After taking a peek through some of the telescopes at a star party, people are often inspired to try the hobby for themselves, but need some guidance on where to start. Namely, what kind of telescope is a reasonable one with which to start? Lately, I've been seeing two different opinions on this.
The classic one is the same one I see in many hobbies: Get the cheapest one you can that does just the basics, so if you decide it's too much trouble, you're not out too much money. The typical recommendation for a telescope of this type is a Dobsonian. This type of telescope is named after the type of mount it has which was invented by John Dobson. In this case, the mount is what helps keep the telescope so inexpensive: It's an Alt-Az mount which means it simply moves the telescope up-down, left-right.
In many cases this is perfectly adequate. However, since the Earth isn't flat, that means that you can't easily track an object in the sky as it drifts out of the field of view. With other types of mounts, the base will be tilted to compensate for the Earth's curvature, so you'll only have to move it in the left-right direction, but with Alt-Az mounts, you'll have to move it right and up. After a little practice, this shouldn't be a problem, but if you've ever used the other type of mount (an Equitorial), you'll grumble at such things. Some Alt-Az mounts have computers connected to powered drives to keep the telescope aligned or find objects for you (known as GoTo), but I can't say I've seen such things on a Dobsonian. It's usually on smaller telescopes, and Dobs get big fast (which is one of the cool things about 'em!). Although not connected to drives to move the scope, I have seen some with the computer that figures out where objects are and can tell you which way to move to find it. So there's some assistance out there.

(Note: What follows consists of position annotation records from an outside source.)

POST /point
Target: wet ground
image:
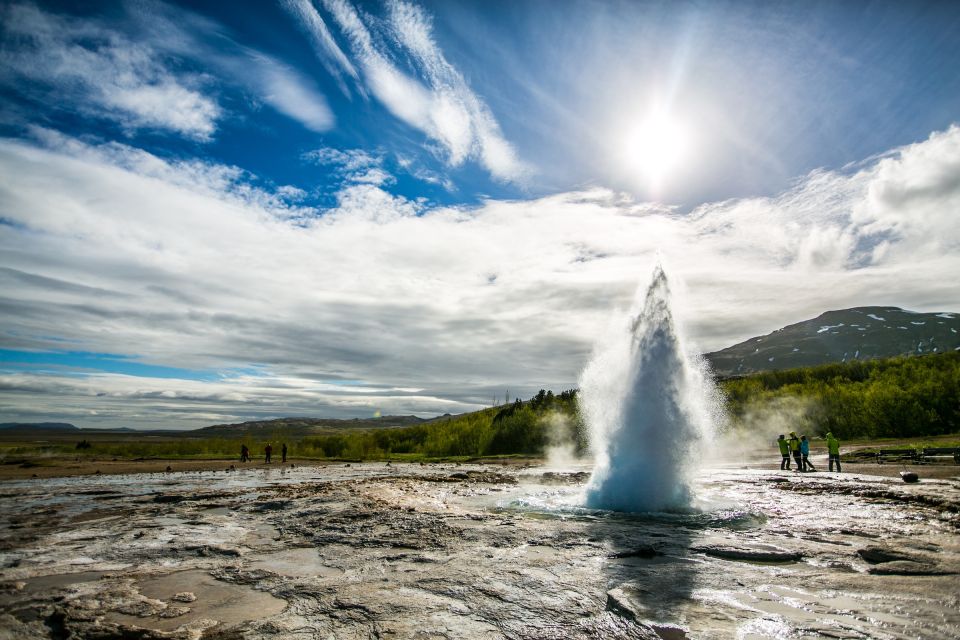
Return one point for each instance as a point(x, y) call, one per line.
point(472, 551)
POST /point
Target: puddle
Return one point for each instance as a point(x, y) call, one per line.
point(60, 580)
point(226, 603)
point(296, 563)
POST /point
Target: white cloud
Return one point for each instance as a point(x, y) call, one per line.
point(207, 272)
point(287, 91)
point(103, 72)
point(353, 165)
point(442, 105)
point(326, 48)
point(131, 77)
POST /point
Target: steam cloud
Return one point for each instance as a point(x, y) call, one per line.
point(648, 407)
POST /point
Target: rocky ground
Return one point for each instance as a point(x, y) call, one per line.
point(474, 551)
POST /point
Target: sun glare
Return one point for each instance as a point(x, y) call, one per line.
point(655, 147)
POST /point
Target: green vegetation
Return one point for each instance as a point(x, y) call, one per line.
point(915, 399)
point(912, 397)
point(518, 428)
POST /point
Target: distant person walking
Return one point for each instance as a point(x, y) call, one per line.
point(784, 453)
point(833, 451)
point(804, 452)
point(795, 450)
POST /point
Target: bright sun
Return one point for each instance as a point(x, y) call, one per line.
point(655, 147)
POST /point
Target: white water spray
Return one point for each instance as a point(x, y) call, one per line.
point(648, 407)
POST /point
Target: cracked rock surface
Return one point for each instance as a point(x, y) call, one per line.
point(472, 551)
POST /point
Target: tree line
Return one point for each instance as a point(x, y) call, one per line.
point(889, 398)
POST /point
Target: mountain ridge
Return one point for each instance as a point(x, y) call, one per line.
point(841, 335)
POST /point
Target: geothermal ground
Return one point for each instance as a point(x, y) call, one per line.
point(444, 551)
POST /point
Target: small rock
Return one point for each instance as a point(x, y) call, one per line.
point(761, 553)
point(174, 612)
point(878, 555)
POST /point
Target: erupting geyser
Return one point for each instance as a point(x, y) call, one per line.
point(648, 406)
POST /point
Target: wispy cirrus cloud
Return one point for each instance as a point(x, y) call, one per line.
point(103, 73)
point(437, 102)
point(457, 303)
point(328, 51)
point(135, 77)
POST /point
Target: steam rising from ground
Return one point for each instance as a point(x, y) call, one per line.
point(561, 451)
point(648, 407)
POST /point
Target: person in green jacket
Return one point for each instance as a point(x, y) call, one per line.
point(784, 453)
point(833, 451)
point(795, 449)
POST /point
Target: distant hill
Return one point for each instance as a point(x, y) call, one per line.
point(304, 426)
point(38, 426)
point(841, 336)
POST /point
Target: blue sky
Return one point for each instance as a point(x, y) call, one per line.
point(219, 211)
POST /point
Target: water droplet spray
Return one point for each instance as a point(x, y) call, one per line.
point(649, 407)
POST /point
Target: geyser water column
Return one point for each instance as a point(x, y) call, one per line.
point(648, 406)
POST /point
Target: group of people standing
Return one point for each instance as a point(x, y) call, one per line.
point(799, 448)
point(267, 453)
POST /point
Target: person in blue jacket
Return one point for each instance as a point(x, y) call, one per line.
point(804, 452)
point(784, 453)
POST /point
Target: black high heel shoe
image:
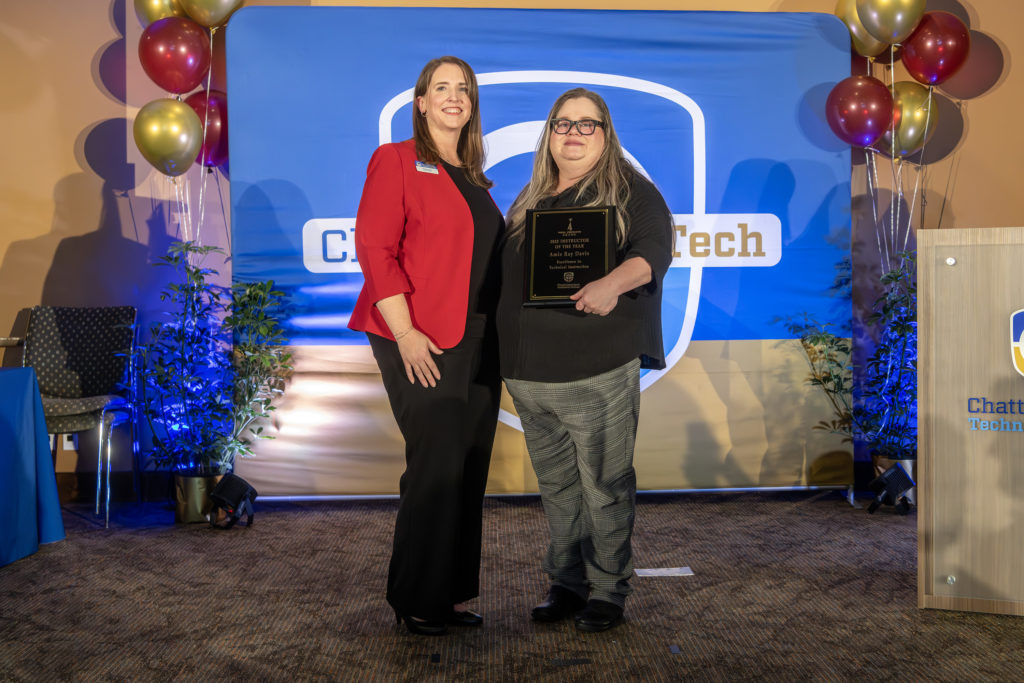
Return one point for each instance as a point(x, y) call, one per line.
point(464, 617)
point(420, 626)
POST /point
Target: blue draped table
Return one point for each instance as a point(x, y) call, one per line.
point(30, 509)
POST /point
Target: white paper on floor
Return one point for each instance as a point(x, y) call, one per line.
point(666, 571)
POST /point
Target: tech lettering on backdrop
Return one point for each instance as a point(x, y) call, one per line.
point(722, 111)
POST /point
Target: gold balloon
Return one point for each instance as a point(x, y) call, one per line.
point(865, 44)
point(890, 20)
point(210, 12)
point(148, 11)
point(169, 134)
point(914, 117)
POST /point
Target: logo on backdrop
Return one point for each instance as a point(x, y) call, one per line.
point(739, 182)
point(1017, 340)
point(702, 240)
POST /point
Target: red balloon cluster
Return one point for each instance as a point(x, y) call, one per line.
point(212, 111)
point(937, 48)
point(176, 52)
point(859, 110)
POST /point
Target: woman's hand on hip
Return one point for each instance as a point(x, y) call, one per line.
point(418, 353)
point(598, 297)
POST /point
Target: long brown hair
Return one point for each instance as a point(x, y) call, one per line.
point(609, 177)
point(470, 145)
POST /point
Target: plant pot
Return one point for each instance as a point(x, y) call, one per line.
point(192, 496)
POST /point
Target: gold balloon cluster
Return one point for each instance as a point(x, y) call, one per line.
point(876, 26)
point(914, 118)
point(169, 134)
point(167, 131)
point(210, 13)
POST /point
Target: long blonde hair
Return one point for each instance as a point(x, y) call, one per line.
point(609, 178)
point(470, 147)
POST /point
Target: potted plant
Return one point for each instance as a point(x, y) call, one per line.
point(884, 417)
point(209, 374)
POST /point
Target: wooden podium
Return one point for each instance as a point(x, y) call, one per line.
point(970, 421)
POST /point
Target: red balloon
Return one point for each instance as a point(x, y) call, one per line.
point(859, 110)
point(937, 48)
point(214, 150)
point(175, 53)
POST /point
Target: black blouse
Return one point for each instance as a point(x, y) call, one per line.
point(563, 344)
point(484, 272)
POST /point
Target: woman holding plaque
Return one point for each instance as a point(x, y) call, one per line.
point(573, 371)
point(426, 238)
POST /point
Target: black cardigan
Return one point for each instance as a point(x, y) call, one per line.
point(563, 344)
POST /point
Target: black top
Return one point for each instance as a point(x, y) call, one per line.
point(563, 344)
point(484, 273)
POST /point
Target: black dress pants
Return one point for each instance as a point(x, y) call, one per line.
point(449, 431)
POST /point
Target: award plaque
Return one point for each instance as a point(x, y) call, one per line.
point(566, 249)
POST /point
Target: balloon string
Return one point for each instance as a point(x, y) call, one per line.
point(924, 144)
point(953, 167)
point(223, 213)
point(871, 169)
point(203, 151)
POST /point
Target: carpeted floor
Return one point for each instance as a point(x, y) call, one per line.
point(786, 587)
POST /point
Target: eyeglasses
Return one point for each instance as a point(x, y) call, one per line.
point(586, 127)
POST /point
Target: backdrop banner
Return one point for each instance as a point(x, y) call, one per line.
point(724, 112)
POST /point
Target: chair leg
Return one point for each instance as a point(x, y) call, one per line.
point(110, 433)
point(99, 463)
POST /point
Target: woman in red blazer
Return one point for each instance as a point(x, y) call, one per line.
point(426, 237)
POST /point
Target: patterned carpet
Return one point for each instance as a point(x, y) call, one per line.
point(786, 587)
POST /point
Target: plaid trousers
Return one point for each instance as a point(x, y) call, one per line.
point(581, 436)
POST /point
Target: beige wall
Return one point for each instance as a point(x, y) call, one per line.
point(83, 215)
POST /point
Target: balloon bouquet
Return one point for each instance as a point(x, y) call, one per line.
point(898, 117)
point(177, 49)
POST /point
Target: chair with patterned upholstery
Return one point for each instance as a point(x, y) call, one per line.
point(82, 359)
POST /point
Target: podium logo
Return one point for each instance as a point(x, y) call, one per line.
point(1017, 340)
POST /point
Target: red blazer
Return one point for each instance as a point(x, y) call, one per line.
point(414, 235)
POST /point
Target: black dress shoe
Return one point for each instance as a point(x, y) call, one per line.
point(422, 627)
point(599, 615)
point(464, 617)
point(561, 603)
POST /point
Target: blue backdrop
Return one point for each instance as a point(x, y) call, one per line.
point(723, 111)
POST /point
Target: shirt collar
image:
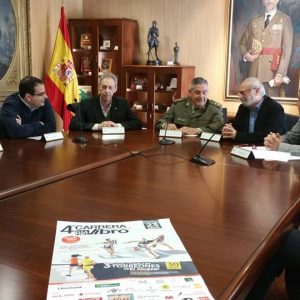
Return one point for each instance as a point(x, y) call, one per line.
point(32, 109)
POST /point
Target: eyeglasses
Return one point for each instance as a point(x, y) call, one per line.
point(40, 94)
point(242, 93)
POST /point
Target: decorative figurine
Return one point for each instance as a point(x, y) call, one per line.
point(176, 50)
point(153, 42)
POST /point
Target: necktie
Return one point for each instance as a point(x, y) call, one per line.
point(252, 119)
point(267, 20)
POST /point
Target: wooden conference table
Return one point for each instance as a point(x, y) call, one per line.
point(229, 215)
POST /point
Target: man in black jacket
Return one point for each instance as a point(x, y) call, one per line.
point(257, 116)
point(28, 112)
point(105, 110)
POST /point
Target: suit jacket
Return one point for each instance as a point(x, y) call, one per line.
point(278, 34)
point(270, 118)
point(91, 113)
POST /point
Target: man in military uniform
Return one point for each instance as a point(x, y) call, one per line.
point(194, 114)
point(267, 45)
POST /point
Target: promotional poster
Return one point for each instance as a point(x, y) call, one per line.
point(122, 261)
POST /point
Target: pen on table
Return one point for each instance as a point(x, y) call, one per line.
point(247, 145)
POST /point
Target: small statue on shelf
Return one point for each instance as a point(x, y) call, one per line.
point(176, 51)
point(153, 42)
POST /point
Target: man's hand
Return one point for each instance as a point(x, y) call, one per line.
point(189, 130)
point(278, 79)
point(107, 124)
point(228, 132)
point(250, 57)
point(272, 141)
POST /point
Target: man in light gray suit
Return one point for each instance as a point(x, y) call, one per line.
point(267, 45)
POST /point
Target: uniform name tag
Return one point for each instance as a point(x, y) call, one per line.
point(277, 27)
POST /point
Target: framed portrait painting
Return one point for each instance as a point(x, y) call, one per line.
point(264, 49)
point(15, 51)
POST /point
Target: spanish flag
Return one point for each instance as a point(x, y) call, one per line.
point(61, 81)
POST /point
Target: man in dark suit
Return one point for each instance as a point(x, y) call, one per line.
point(257, 116)
point(105, 110)
point(27, 112)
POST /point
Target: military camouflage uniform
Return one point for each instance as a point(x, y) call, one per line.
point(182, 113)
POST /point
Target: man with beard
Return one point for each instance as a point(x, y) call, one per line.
point(257, 116)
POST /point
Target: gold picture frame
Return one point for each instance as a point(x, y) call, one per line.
point(240, 13)
point(106, 65)
point(20, 65)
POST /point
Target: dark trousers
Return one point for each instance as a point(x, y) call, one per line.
point(287, 258)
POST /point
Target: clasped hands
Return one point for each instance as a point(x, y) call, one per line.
point(185, 130)
point(272, 141)
point(107, 124)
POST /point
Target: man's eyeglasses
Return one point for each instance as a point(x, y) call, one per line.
point(40, 94)
point(242, 93)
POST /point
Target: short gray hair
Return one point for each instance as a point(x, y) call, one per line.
point(255, 83)
point(197, 80)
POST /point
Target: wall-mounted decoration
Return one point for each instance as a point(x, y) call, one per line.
point(274, 47)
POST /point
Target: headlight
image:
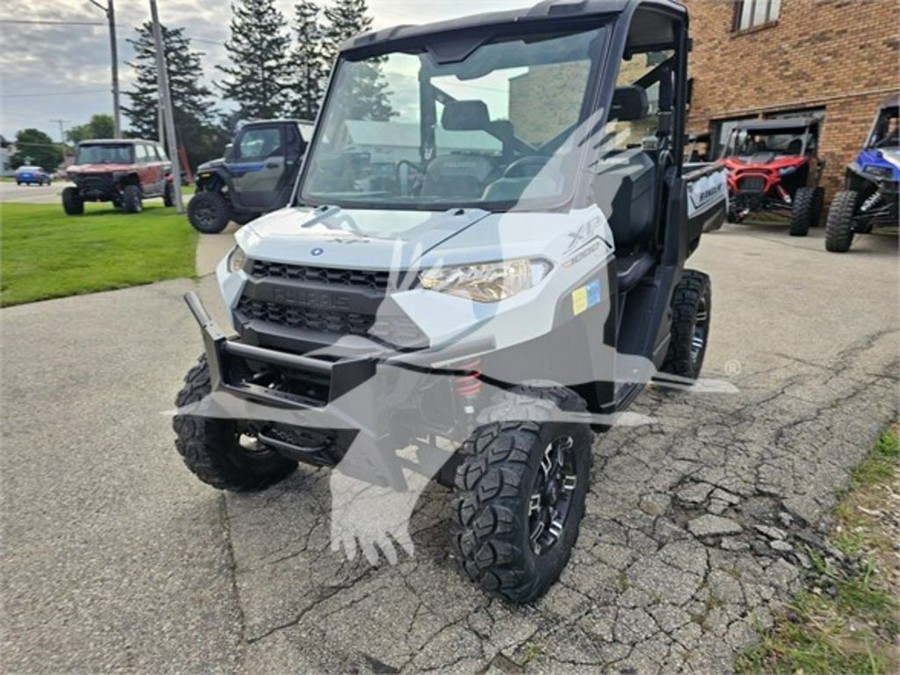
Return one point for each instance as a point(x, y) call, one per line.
point(486, 282)
point(880, 171)
point(236, 260)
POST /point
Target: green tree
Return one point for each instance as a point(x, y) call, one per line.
point(260, 72)
point(192, 106)
point(99, 126)
point(347, 18)
point(307, 61)
point(35, 147)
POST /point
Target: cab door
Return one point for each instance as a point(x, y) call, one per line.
point(257, 164)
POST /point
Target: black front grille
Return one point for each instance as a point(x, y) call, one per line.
point(97, 184)
point(377, 280)
point(302, 317)
point(752, 184)
point(325, 300)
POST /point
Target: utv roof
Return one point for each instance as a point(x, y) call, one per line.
point(778, 123)
point(548, 9)
point(114, 141)
point(279, 120)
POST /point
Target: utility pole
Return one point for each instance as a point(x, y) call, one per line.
point(62, 130)
point(166, 106)
point(62, 133)
point(110, 11)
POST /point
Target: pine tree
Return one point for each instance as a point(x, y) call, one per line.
point(347, 18)
point(191, 101)
point(308, 61)
point(260, 71)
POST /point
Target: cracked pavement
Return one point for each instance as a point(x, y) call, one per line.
point(697, 528)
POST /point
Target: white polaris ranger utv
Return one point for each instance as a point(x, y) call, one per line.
point(483, 260)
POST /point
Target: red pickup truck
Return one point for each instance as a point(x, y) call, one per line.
point(121, 171)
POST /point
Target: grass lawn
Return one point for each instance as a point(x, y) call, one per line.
point(47, 254)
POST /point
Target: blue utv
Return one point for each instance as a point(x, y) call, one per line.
point(870, 196)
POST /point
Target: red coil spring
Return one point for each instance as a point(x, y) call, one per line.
point(469, 386)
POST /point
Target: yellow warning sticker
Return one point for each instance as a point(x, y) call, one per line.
point(579, 300)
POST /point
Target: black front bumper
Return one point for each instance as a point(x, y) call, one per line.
point(223, 354)
point(368, 392)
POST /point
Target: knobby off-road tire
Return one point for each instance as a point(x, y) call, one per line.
point(803, 211)
point(216, 451)
point(839, 226)
point(73, 204)
point(503, 493)
point(818, 207)
point(691, 312)
point(209, 212)
point(131, 199)
point(169, 194)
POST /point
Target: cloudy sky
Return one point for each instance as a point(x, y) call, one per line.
point(52, 66)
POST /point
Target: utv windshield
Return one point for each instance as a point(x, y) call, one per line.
point(787, 142)
point(408, 130)
point(886, 134)
point(105, 153)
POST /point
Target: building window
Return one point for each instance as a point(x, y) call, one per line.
point(751, 13)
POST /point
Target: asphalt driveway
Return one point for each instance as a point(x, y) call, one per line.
point(115, 558)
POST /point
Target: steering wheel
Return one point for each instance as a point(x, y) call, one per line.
point(420, 172)
point(526, 167)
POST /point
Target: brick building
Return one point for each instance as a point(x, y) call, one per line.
point(768, 58)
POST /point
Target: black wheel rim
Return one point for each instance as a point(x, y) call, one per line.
point(701, 330)
point(251, 447)
point(205, 216)
point(551, 499)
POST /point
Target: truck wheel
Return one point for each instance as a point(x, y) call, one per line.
point(520, 493)
point(216, 450)
point(209, 212)
point(803, 211)
point(169, 195)
point(73, 204)
point(839, 225)
point(131, 199)
point(691, 309)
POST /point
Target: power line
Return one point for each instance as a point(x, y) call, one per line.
point(53, 23)
point(92, 23)
point(54, 93)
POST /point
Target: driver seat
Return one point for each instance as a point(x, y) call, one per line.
point(460, 176)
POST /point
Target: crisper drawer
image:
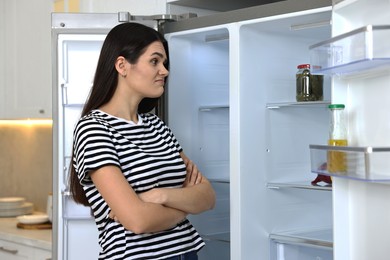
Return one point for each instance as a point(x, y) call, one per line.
point(361, 49)
point(370, 164)
point(298, 252)
point(302, 245)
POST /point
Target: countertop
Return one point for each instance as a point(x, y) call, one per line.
point(35, 238)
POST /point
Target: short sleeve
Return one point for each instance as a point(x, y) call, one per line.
point(93, 148)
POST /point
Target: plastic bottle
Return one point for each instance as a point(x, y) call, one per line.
point(309, 87)
point(337, 137)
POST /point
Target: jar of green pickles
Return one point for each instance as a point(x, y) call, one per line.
point(309, 87)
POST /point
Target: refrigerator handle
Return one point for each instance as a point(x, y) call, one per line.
point(64, 91)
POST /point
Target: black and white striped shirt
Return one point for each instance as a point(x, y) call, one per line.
point(148, 155)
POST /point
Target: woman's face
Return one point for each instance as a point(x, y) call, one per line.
point(147, 76)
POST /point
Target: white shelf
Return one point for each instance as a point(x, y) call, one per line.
point(322, 238)
point(276, 105)
point(222, 237)
point(370, 164)
point(305, 185)
point(360, 50)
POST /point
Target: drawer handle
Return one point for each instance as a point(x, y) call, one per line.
point(11, 251)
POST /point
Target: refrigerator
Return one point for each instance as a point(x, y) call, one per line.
point(356, 58)
point(230, 101)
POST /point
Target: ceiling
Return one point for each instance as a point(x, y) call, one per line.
point(222, 5)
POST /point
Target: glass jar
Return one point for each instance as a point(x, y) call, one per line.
point(309, 87)
point(337, 161)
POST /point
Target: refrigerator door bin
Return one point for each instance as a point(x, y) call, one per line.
point(358, 50)
point(369, 164)
point(305, 185)
point(275, 105)
point(72, 210)
point(302, 245)
point(77, 63)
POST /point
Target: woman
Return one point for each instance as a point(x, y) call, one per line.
point(127, 164)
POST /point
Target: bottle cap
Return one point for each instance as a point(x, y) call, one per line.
point(304, 66)
point(336, 106)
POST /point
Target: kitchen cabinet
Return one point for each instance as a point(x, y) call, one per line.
point(25, 59)
point(15, 251)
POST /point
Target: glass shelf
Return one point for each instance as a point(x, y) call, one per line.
point(306, 185)
point(213, 107)
point(215, 180)
point(360, 50)
point(222, 237)
point(276, 105)
point(314, 238)
point(369, 164)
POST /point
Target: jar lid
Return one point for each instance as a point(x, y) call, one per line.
point(304, 66)
point(336, 106)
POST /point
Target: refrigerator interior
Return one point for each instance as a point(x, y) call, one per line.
point(276, 157)
point(231, 103)
point(77, 56)
point(361, 227)
point(198, 114)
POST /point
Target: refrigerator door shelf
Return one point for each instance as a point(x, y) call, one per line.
point(276, 105)
point(306, 185)
point(368, 164)
point(322, 238)
point(359, 50)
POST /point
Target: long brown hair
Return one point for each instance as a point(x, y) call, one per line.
point(129, 40)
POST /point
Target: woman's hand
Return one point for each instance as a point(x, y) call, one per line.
point(194, 176)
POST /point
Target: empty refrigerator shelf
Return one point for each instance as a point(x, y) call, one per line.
point(360, 50)
point(276, 105)
point(213, 107)
point(313, 238)
point(222, 237)
point(298, 185)
point(369, 164)
point(215, 180)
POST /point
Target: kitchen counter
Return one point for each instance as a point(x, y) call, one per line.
point(34, 238)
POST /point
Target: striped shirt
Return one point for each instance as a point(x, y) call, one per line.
point(148, 155)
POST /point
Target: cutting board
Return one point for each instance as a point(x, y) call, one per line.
point(40, 226)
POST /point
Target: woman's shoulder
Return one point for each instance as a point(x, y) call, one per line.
point(151, 118)
point(94, 119)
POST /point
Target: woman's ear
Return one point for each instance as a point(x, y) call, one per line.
point(120, 66)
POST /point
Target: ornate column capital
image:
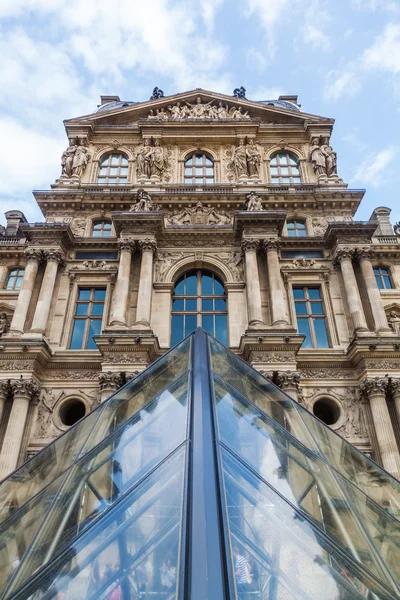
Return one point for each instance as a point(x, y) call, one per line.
point(25, 388)
point(288, 380)
point(251, 244)
point(147, 244)
point(110, 381)
point(126, 244)
point(32, 254)
point(54, 255)
point(272, 244)
point(376, 386)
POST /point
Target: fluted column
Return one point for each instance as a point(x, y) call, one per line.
point(121, 292)
point(289, 382)
point(395, 389)
point(109, 383)
point(253, 291)
point(143, 310)
point(344, 257)
point(54, 257)
point(33, 258)
point(375, 390)
point(374, 295)
point(276, 286)
point(23, 390)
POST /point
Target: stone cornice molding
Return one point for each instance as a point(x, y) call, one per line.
point(25, 388)
point(376, 386)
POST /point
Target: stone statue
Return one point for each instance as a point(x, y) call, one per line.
point(317, 157)
point(4, 323)
point(253, 159)
point(394, 322)
point(144, 202)
point(253, 202)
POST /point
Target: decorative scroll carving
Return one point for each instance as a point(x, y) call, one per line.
point(199, 111)
point(4, 323)
point(75, 158)
point(144, 203)
point(199, 215)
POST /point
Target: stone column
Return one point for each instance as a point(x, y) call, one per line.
point(289, 382)
point(344, 257)
point(121, 292)
point(276, 286)
point(33, 258)
point(23, 390)
point(253, 293)
point(143, 310)
point(395, 389)
point(54, 257)
point(375, 390)
point(109, 383)
point(374, 295)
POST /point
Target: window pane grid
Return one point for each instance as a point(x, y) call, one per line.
point(284, 169)
point(14, 279)
point(199, 300)
point(199, 170)
point(113, 170)
point(88, 317)
point(310, 314)
point(382, 277)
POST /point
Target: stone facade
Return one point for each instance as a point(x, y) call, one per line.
point(125, 218)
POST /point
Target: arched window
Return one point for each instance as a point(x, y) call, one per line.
point(296, 228)
point(284, 169)
point(199, 169)
point(113, 169)
point(101, 229)
point(383, 278)
point(199, 300)
point(14, 279)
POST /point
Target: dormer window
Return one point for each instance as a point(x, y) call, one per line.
point(199, 169)
point(113, 169)
point(284, 169)
point(101, 229)
point(296, 228)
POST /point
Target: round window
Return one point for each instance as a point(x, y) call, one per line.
point(327, 411)
point(71, 412)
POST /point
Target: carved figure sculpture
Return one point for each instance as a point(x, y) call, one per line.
point(394, 322)
point(4, 323)
point(253, 202)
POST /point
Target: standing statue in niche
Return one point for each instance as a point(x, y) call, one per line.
point(4, 323)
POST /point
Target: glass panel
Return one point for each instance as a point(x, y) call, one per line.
point(191, 285)
point(207, 304)
point(206, 285)
point(304, 328)
point(190, 323)
point(138, 544)
point(77, 334)
point(177, 329)
point(278, 554)
point(177, 304)
point(94, 329)
point(321, 335)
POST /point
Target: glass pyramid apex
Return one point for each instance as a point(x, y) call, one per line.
point(199, 479)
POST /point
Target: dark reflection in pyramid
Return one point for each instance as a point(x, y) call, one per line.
point(103, 512)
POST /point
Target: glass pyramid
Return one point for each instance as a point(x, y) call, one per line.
point(199, 479)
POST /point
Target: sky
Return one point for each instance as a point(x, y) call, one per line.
point(341, 57)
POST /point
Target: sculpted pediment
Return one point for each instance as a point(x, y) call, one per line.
point(197, 106)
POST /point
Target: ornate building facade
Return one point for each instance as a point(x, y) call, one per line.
point(199, 209)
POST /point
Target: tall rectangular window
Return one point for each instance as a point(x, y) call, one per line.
point(87, 318)
point(310, 314)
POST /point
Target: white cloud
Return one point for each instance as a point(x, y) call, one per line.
point(374, 169)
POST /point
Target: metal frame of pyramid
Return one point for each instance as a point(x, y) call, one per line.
point(199, 479)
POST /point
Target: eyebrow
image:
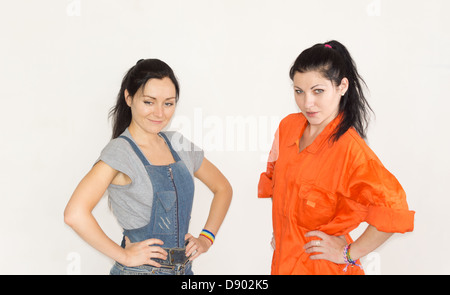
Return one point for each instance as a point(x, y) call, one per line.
point(173, 97)
point(311, 87)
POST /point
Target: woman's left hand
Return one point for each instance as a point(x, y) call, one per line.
point(196, 246)
point(328, 247)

Another problem many have with Dobsonians is that they have a very long tube. This can make transportation difficult for people with smaller cars. I know recent designs by some companies (Celestron at the very least), have begun making "open tube" designs which allow the assembly with the secondary mirror and eyepiece slide down some rails to make transport easier.
What to take away from this is that Dobsonians are great telescopes, but they require more hands-on work than many of the other telescopes; you will be moving the telescope yourself to find objects and to keep the telescope aligned once you have. Unless you have an accessory to tell you where to move, you'll also have to learn your way around the sky significantly better than many other modern scopes, which can be a good thing. But it can also be a very steep learning curve and turn people off from the hobby altogether.
Which is where the second train of thought comes in: To help people dive in and be able to start spotting galaxies right away, another way to go is to get a smaller telescope, but one that has more advanced features. This, in many ways, makes the hobby far more approachable.
There's many good choices of telescope for this as well. Small 4" scopes start in the range of about $500. For comparison, for around the same price, you could get a Dobsonian telescope with an 8" mirror. Since light collecting power is related to the square of the radius this would mean four times as much light being collected for the same price.
But what does that difference mean in the experience? It's really a difference in what sorts of things you'll be able to see. Regardless of what type of telescope you have, you'll need one that's at least 8" to start seeing "deep sky" objects, which includes most galaxies nebulae, and other such things. With smaller telescopes, you will be limited to brighter objects like the moon, planets and bright double stars. Not that there's anything wrong with this. For most amateurs, who live under light polluted skies, the bright city lights will wash out many fainter objects anyway. Thus, for many practical purposes, both will work just fine. It's really when you have opportunities to get out to a dark sky location that these difference will start jumping out at you.
So to wrap things up, I think there's several important factors to consider:
Your location - Do you live under light polluted skies? If so, then bigger won't necessarily help you so much and you may want to go for some bells and whistles.
Your free time and dedication - Do you have ample time to learn the sky? It's a steep learning curve and can be exceptionally frustrating. This is especially true if you live in a light polluted area and there's not enough stars by which to get your bearings.
Your budget - The real limiting factor. If you had all the budget in the world, then buy out the Hubble and get to it.